The Humans
Annie Russell Theater
By Stephan Karam
Directed by Thomas Ouellette
Winter Park, FL
The Kitchen Sink Drama is a alive and well, and living in New York City. Richard (Fisher Alexander) and Brigid (Kelsey Kline) live together in a rather large apartment in a less fashionable part of the city. There’s little light and a noisy upstairs neighbor, but the place is roomy and close to good Chinese food. Mom (Allie Furlong) and Dad (Stephen Lewis) are down for Thanksgiving, and they brought senile and wheel chair bound Momo (Sydney Pigmon) along for what may well be her last holiday celebration. Their other daughter Aimee (Kristen Edwards) drops by as well, she’s in a break up and has an embarrassing medical condition. In other words, it’s just like everyone Thanksgiving dinner, but with better lighting.

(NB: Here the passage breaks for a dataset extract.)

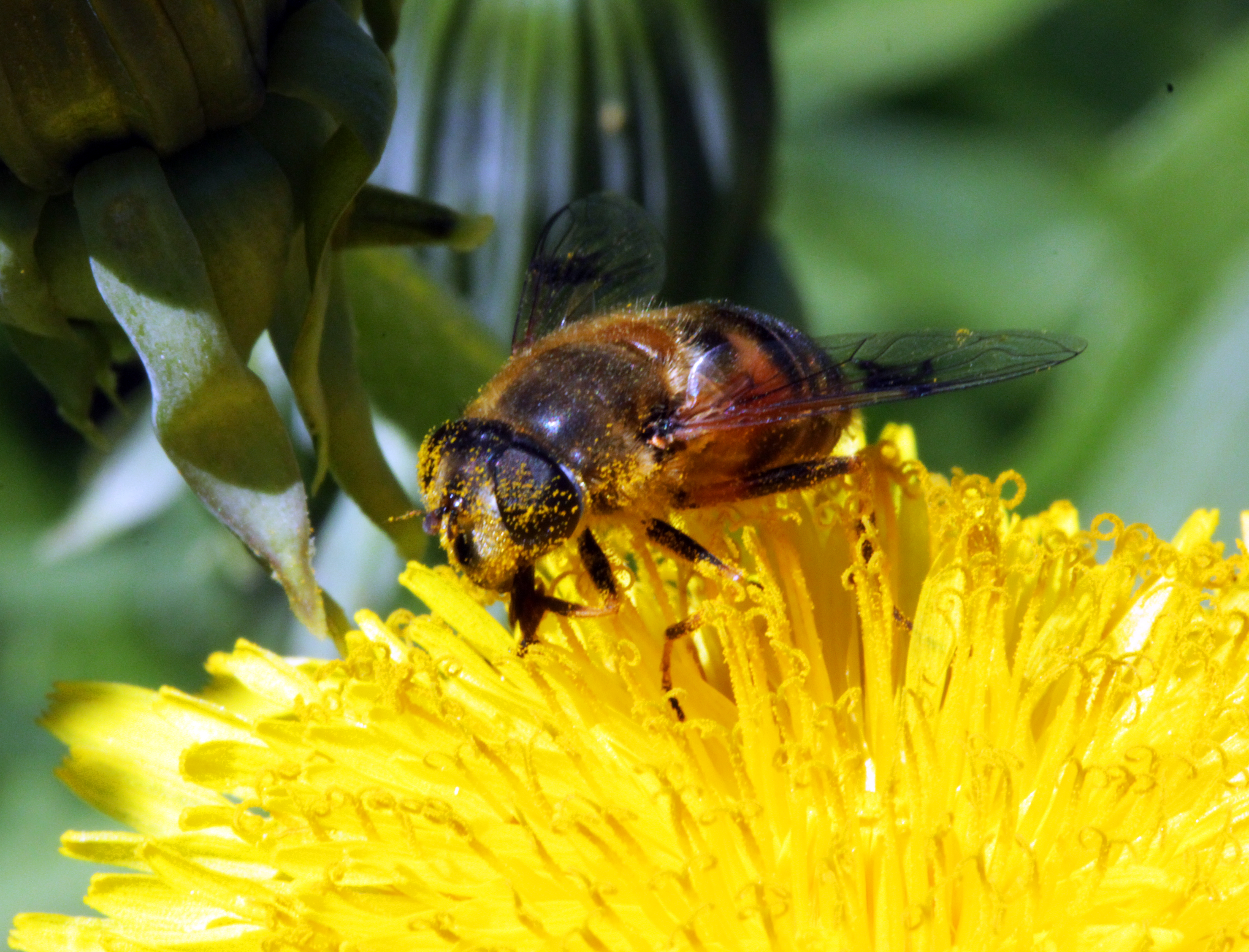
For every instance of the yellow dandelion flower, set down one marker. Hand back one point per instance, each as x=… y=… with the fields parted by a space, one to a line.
x=928 y=724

All families are unsettled in some way, and here we see a completely reasonable set of plausible interlocking tensions. Their foibles are important, but not so important that become bogeymen. Dad drinks too much, Mom eats too much, Grandma ages too much and Richard patiently waits for his trust fund to mature so he can do pretty much what he does now, but in better digs. At some point you will think “that’s my family up there !” And isn’t drama just like life, but with better lighting? Later you might consider: “what am I paying to watch my family up there /” Ultimate you do get a few surprises and conclude: “ My problems are just like theirs, but dammit, they are MY problems.”

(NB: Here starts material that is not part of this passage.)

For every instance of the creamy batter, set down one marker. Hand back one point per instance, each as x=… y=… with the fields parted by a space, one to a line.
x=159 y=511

A subtle subtext underlines this stock holiday. The parental units weep for their daughter’s loss of Catholicism, while the children weep that neither Catholicism nor their own ill-formed ideas will save them or the world. Dad’s strong tough guy attitude wears the best, even though he never feels s genuinely drunk. Mom is only stage fat, but Richard passivity and ability to agree with anything wears after a while. Our set tonight soared high up in the Annie Russell fly loft, and as the casts acts ten feet off the stage floor, there no guard rail as this production pushes the limits of stage safety. This is subtle production; one can get very far into it with a palpable sense of “Why are all these ordinary proles being ordinary? I paid for un-ordinary.” But the payoff does come and gives reflection on each of our own unsettled and untested lives. But remember – these are professional actors, but off stage they are every bit and messed up as you or me.